Suncorp is aiming for price-driven gross written premium (GWP) growth of around 10% this financial year to counter the challenging cost environment. 

The insurer is also pressing ahead with measures to strengthen its core insurance operations as Group CEO Steve Johnston says the company “cannot afford to sit still” after its bank divestment plan was blocked by the Australian Competition and Consumer Commission (ACCC). 

The ACCC blocked the $4.9 billion deal this month and Suncorp has said it will support ANZ’s bid to appeal the decision before the Australian Competition Tribunal. 

“At the macro level the operating environment remains challenging,” Mr Johnston said at an earnings webcast last week. 

“While pressures in the supply chain are easing, elevated economy-wide inflation continues to inform central bank decision making, and this in turn, is driving volatility in investment markets. 

“GWP growth of around 10% will be primarily driven by pricing as we continue to respond to increased input costs and we prioritise margin over volume.” 

The priorities for this current financial year include strengthening its motor and home insurance portfolios, increasing efficiency and working towards its ultimate goal of having at least 70% of sales and 80% of claims lodgements delivered via digital channels. 

Suncorp last week reported group net profit after tax increased 68.6% to $1.14 billion from a year earlier and cash earnings surged 86.3% to $1.25 billion. 

Its Insurance Australia division achieved significantly higher earnings, with profit after-tax rising to $755 million from $174 million a year earlier. The Australian business delivered a 10.6% rise in GWP to $10.2 billion. 

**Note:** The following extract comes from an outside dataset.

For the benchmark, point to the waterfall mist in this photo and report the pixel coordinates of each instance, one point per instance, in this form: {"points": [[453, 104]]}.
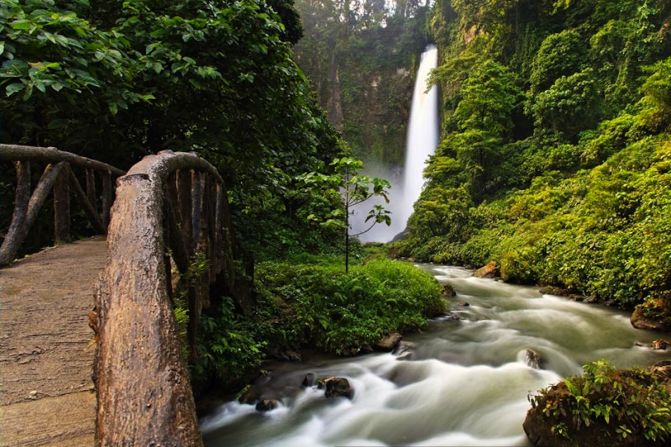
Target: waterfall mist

The improved GWP reflected targeted price increases required to address material rises in reinsurance and natural hazard costs and economy-wide inflation. 

The home and motor portfolios saw like-for-like GWP growths of 11.7% and 13.8% and in commercial GWP grew 9.9%. 

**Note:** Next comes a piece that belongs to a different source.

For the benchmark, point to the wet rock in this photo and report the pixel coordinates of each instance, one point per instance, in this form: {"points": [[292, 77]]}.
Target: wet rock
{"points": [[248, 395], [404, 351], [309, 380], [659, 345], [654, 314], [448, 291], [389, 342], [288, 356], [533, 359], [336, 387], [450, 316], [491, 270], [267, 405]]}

At the same time the business says it was impacted by significant weather events, resulting in adverse natural hazards claims experience and additional reinsurance reinstatement premiums following the North Island floods and Cyclone Gabrielle. 

The third consecutive La Nina weather pattern, experienced across Australia and New Zealand for the majority of the last financial year, led to 15 separate weather events and around 130,000 natural hazard claims. 

“This resulted in the group exceeding its natural hazard allowance by $97 million,” Suncorp says. It had an allowance of $1.16 billion. 

For this financial year the group has set its natural hazard allowance at $1.36 billion and its reinsurance program was finalised, with premiums up on the prior year. Suncorp says changes to its reinsurance program will result in an approximately $340 million increase in capital required to be held by the Group.